Kündigung in der Schwangerschaft

Eine Mitarbeiterin hat massiv gegen ihre Pflichten verstoßen. Als ich sie kündigen wollte, meinte sie plötzlich, dass sie schwanger und damit unkündbar sei. Ich habe daran aber meine Zweifel. Was kann ich tun?

Ob unbekannt oder bereits bekannt, alle Arbeitnehmerinnen unterliegen vom Beginn ihrer Schwangerschaft bis zum Ablauf von vier Monaten nach der Entbindung einem Kündigungsverbot. Jede in dieser Zeit ausgesprochene Kündigung ist unwirksam. Das gilt selbst dann, wenn sie erst zu einem danach liegenden Zeitpunkt ausgesprochen wird. Entscheidend ist nur, dass die Schwangerschaft bei Zugang der Kündigung bereits bestanden hat. Hinzukommen muss allerdings, dass dem Arbeitgeber die Schwangerschaft bekannt gewesen war oder sie ihm spätestens innerhalb von zwei Wochen nach Zugang der Kündigung mitgeteilt wurde.
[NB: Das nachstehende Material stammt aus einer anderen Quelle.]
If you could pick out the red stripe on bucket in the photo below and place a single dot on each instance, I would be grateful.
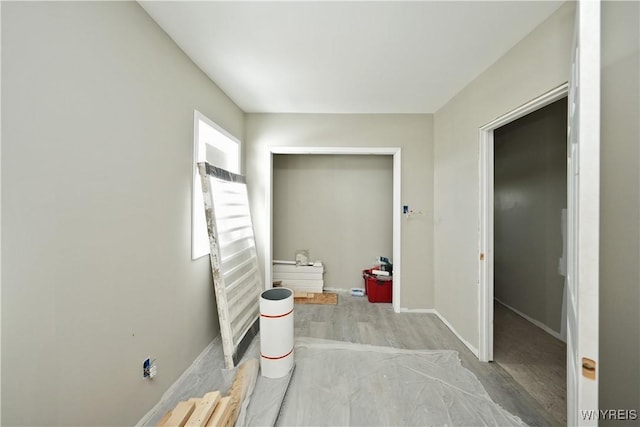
(275, 316)
(279, 357)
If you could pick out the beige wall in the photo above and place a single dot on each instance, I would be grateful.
(530, 191)
(337, 206)
(413, 133)
(620, 209)
(97, 124)
(538, 63)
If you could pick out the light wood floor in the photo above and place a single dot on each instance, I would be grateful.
(535, 359)
(356, 320)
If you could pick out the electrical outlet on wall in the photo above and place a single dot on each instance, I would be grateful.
(149, 368)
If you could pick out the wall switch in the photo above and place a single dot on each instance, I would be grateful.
(146, 365)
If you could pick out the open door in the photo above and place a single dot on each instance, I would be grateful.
(583, 218)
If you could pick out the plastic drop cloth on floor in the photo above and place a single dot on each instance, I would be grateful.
(338, 384)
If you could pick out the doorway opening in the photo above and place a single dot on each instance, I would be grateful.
(530, 201)
(395, 152)
(486, 259)
(490, 310)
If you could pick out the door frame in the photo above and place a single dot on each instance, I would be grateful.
(396, 152)
(486, 258)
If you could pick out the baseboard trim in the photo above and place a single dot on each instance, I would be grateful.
(537, 323)
(445, 321)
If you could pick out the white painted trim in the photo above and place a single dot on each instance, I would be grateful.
(418, 310)
(485, 246)
(537, 323)
(397, 204)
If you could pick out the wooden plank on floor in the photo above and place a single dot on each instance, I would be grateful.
(245, 375)
(328, 298)
(204, 409)
(180, 415)
(164, 419)
(221, 414)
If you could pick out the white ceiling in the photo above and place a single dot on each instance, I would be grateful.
(346, 57)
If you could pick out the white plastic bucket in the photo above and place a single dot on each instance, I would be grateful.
(276, 332)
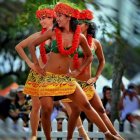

Die Kündigung einer Schwangeren ist im Ausnahmefall möglich, wenn für sie besondere Gründe vorliegen. Ein besonderer Grund kann z.B. darin gesehen werden, wenn ein Kleinbetrieb aufgrund einer fehlenden qualifizierten Ersatzkraft den Betrieb nicht fortführen kann. Besonders schwere Pflichtverletzungen können ebenfalls eine Kündigung ausnahmsweise rechtfertigen. Wichtig ist jedoch, dass der Arbeitgeber in diesen Fällen bei der zuständigen Aufsichtsbehörde die Zustimmung der Kündigung beantragen muss. Erst nach Vorliegen der Zustimmung kann eine Kündigung ausgesprochen werden. Die Kündigung muss schriftlich und – entgegen den üblichen Gepflogenheiten – unter Angabe des Kündigungsgrundes erfolgen. Hegt der Arbeitgeber grundsätzliche Zweifel am Bestehen der Schwangerschaft, kann er einen ärztlichen Nachweis verlangen. Die dafür aufkommenden Kosten muss dann allerdings nicht die Arbeitnehmerin, sondern der Arbeitgeber tragen.